- Battle of Mojmilo Ridge: Part of the Siege of Sarajevo
| Date | 8–11 June 1992 |
| Location | Sarajevo, Bosnia and Herzegovina |
| Result | TOBiH victory VRS was forced to retreat after heavy losses; TOBiH successfully repelled the attackers; |

Belligerents
- Bosnia and Herzegovina: Republika Srpska

Commanders and leaders
- Esad Pelko Sefer Halilović: Unknown

Units involved
- Territorial Defence of Bosnia and Herzegovina: Army of Republika Srpska

Strength
- Unknown: 500 troops, 2 transporters, 4 tanks

Casualties and losses
- Unknown: All 4 tanks destroyed

= Battle of Mojmilo Ridge =

1992 event of the Siege of Sarajevo

The Battle of Mojmilo Ridge was an engagement during the Siege of Sarajevo in 1992, in which Bosnian government forces captured and held Mojmilo Ridge, southwest of the city, removing a sniper threat to Sarajevo's southwestern neighborhoods.

== Background ==
Sarajevo was besieged by Bosnian Serb forces and remnants of the Yugoslav People's Army (JNA) throughout 1992. Mojmilo Ridge was a critical position providing the Serb forces with a sniper advantage over southwestern parts of Sarajevo.
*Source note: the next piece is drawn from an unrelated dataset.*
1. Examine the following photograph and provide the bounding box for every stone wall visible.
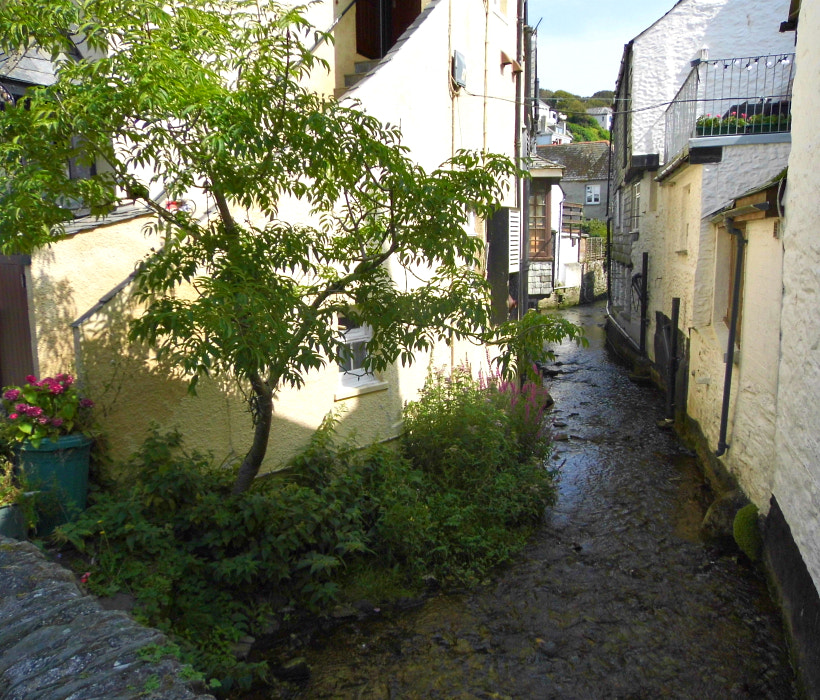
[0,537,213,700]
The defense of the city relied on a combination of government police, local militias, support. Control of Mojmilo Hill was strategically significant, as it hindered enemy advancements toward key military installations such as the "Viktor Bubanj" and Nedžarići barracks. This defensive effort also thwarted attempts to encircle the Dobrinja area, contributing to the broader defense of the region.
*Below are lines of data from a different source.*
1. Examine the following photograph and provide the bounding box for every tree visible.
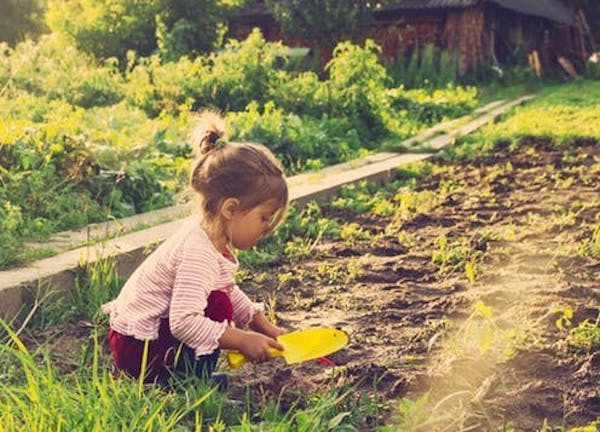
[0,0,44,45]
[266,0,370,54]
[47,0,244,59]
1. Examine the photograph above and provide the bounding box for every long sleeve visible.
[169,242,227,356]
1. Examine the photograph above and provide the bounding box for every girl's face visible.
[227,199,279,249]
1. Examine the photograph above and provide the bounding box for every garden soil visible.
[21,141,600,431]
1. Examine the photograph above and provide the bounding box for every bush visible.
[326,39,388,139]
[227,102,362,173]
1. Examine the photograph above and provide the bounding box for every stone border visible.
[0,96,532,319]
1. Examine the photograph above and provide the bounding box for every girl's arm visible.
[250,311,287,339]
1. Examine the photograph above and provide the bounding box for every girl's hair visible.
[190,111,288,233]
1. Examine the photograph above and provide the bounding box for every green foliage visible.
[0,32,475,266]
[326,39,388,140]
[567,316,600,353]
[585,60,600,81]
[0,0,45,45]
[444,81,600,160]
[388,44,457,88]
[0,35,123,108]
[266,0,371,47]
[47,0,236,60]
[228,102,362,173]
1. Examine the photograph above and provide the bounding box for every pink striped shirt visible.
[102,218,260,356]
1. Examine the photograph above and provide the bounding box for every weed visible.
[340,222,371,247]
[567,315,600,353]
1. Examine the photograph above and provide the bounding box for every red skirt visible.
[108,291,233,383]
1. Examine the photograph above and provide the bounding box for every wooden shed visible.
[230,0,582,75]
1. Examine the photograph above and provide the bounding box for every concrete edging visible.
[0,96,532,319]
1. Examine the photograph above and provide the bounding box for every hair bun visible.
[192,111,225,156]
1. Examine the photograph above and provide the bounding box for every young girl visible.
[102,113,288,384]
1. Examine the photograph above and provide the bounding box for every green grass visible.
[0,322,377,432]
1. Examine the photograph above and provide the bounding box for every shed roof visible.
[379,0,575,25]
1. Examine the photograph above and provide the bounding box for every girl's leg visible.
[175,291,233,388]
[108,291,233,383]
[108,319,179,383]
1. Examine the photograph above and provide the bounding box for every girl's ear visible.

The JNA attempted a major escalation against the city by sending two armored columns from garrisons outside Sarajevo on 2 May. One column advanced from the west near Sarajevo Airport but was halted by improvised government defenses in the Stup neighborhood. Another column moved north from the Lukavica barracks toward the government-controlled city center. Bosnian forces, repelled the advance using Molotov cocktails, rifle grenades, and a makeshift artillery piece. Four tanks were destroyed, and the remaining vehicles retreated south with no ground gained, marking a significant psychological victory for the defenders of Sarajevo.

==Battle==
In June 1992, the government of the Republic of Bosnia and Herzegovina launched a coordinated operation to secure Mojmilo Ridge, a strategic high ground southwest of Sarajevo. The area had been used by Bosnian Serb forces to target the city with snipers and sporadic artillery fire. The ridge's capture was essential to reduce threats to the southwestern neighborhoods of Sarajevo.
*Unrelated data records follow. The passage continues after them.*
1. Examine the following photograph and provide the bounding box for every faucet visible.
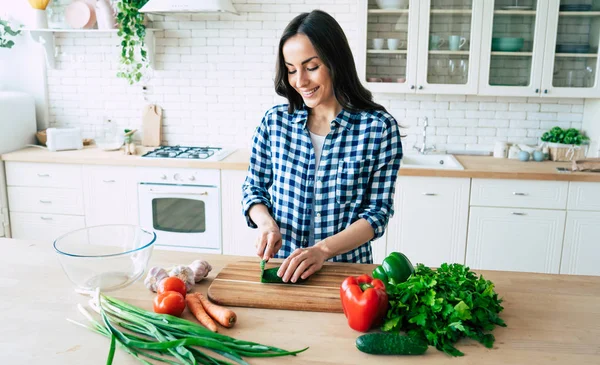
[413,117,435,155]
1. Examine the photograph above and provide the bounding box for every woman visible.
[242,10,402,282]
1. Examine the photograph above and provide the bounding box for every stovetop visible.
[142,146,233,161]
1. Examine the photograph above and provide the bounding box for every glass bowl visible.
[54,224,156,291]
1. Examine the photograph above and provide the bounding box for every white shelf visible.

Following these clashes, the Bosnian Government organized attacks to secure hilltop positions overlooking the city. Their efforts were met with resistance, but they successfully captured Mojmilo Ridge. While some gains were temporary due to counterattacks and artillery fire, retaining control of the ridge removed the sniper threat to key parts of the city, providing Sarajevo with a crucial defensive advantage during the ongoing siege.